La forme est assez inégale. On sent que dans la précipitation, Henry Felsen avait perdu le fil des personnages secondaires. Du coup, il a du bricoler pour maintenir la continuité de la narration. L'action se passe à Avondale, un hameau. Mais à cause des erreurs, il se retrouve suffisamment grand pour accueillir un lycée avec une équipe de football américain et une équipe de basket ! Clairement, la scène finale de l'accident de la route devait être trop sanglante pour l'éditeur ; elle fut censurée. Pour compenser, Henry Felsen rédigea un long épilogue, puis un épilogue de l'épilogue. On sent aussi que parfois l'auteur annonce que tel évènement va se produire... Et effectivement, quelques pages plus loin l'évènement se produit ! Néanmoins, Henry Felsen savait maintenir le suspens. Chaque chapitre se termine sur un "à suivre". On a donc envie de connaitre la suite !
C'est surtout un livre à lire pour son aspect historique.
Après
Le message d'Henry Felsen, c'était : "Regardez ces graines de voyoux, qui trafiquent de vieilles voitures et roulent à 160 avec !" Il a disséqué la culture rod, pour mieux la critiquer.
Néanmoins, les lecteurs retinrent surtout que Bud Crayne et les siens passaient un temps fou sur leurs voitures. L'auteur détaillait les nombreuses modifications effectuées. Il y a aussi des scènes où les protagonistes ont des shoots d'adrénaline, alors qu'ils prennent tous les risques. Forcément, cela donnaient envie de construire un hot-rod !
Hot Rod fut un succès en librairie. Henry Felsen dut signer un second bon à tirer en 1950, puis il fut réédité en 1951, 1958 et en 1963 !
Ainsi, il y eu un effet pygmalion. Avant Hot Rod, les hot-rods n'étaient qu'un phénomène limité à Los Angeles. Après, ce fut l'explosion à travers les Etats-Unis. Exactement comme les groupes de bikers après l'Equipée Sauvage.
Hot-Rod Magazine, lancé peu avant, vit ses ventes exploser. Des jeunes gens comme Mickey Thompson ou
"Sonny" Balcaen s'identifièrent à Bud Crayne. En 1951, la NHRA organisa les premières courses professionnelles de dragster. Bientôt, des films à petit budget allaient singer le livre (Running wild, Dragstrip riot, Hot rod girl...)

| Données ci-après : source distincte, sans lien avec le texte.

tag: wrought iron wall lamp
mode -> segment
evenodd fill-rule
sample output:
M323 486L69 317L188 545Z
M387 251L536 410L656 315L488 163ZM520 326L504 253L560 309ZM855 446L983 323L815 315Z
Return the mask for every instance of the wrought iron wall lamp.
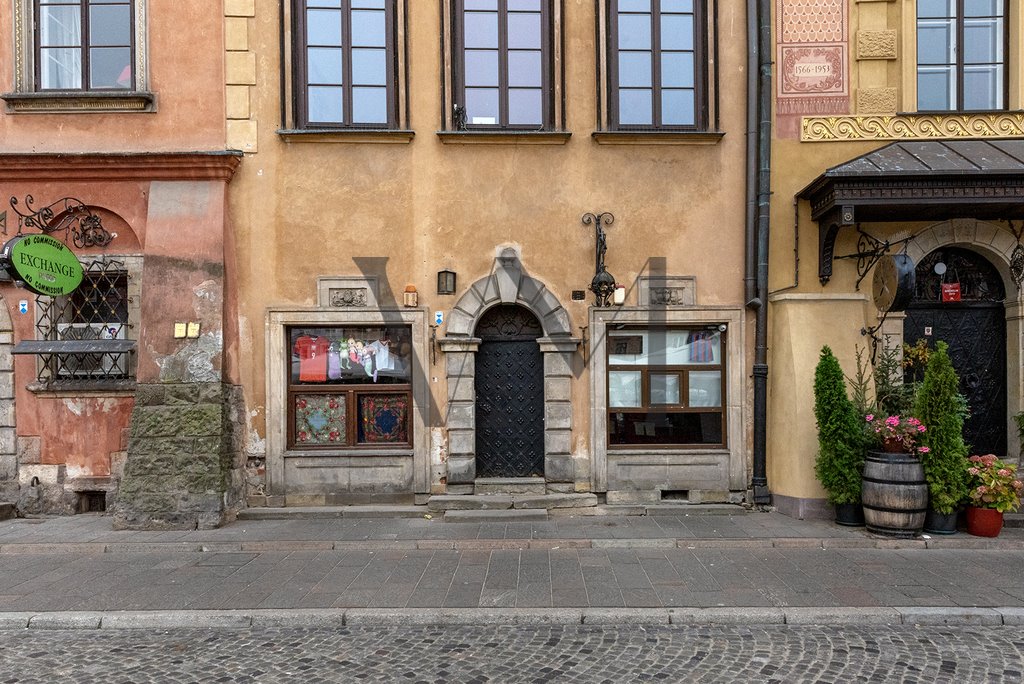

Henry Felsen n'aimait pas les hot-rods. Mais il était bien content de tenir enfin un succès éditorial. Il écrivit cinq autres histoires de hot-rods, avec des titres comme Road rocket, Crash Club, Fever Heat...
Bien après
Au milieu des années 60, les royalties d'Hot Rod diminuèrent. Henry Felsen devint prof à l'université. En 1977, il décida d'arrêter d'écrire et il parti en voyage jusqu'à son décès en 1995.
Quelques années plus tard, le web émergea. Dans les forums de voitures, on tressait des louanges sur Hot Rod. Il était décrit comme le livre-fondateur de la culture rod. Les plus vieux racontait comme Hot Rod leur avait donné le virus. Les plus jeunes fouillaient les bourses aux livres, espérant y trouver un exemplaire de l'ouvrage.
Holly Gregor Felsen n'y fut pas insensible. Elle y vit un moyen de faire vivre l'héritage de son père. Accessoirement, en tant que prof retraitée, cela pouvait mettre du beurre dans les épinards. En 2010, elle fit rééditer Hot Rod. Puis, en 2014, elle s'associa à Octane Press pour rééditer les six livres consacrés aux hot-rod.
Henry Felsen écrivit hot-rod alors que sa femme était enceinte d'Holly. Cette dernière reconnait qu'elle n'a que très peu de souvenirs de ce livre. Ca ne l'a pas empêchée d'ajouter une postface à Hot-Rod, ni de réaliser une tournée promotionnelle sur le thème "je n'étais pas là, mais j'ai tout vu." Holly Felsen créa également un site web et elle se rapprocha du milieu rod. Hélas, depuis 2017, tout semble en friche.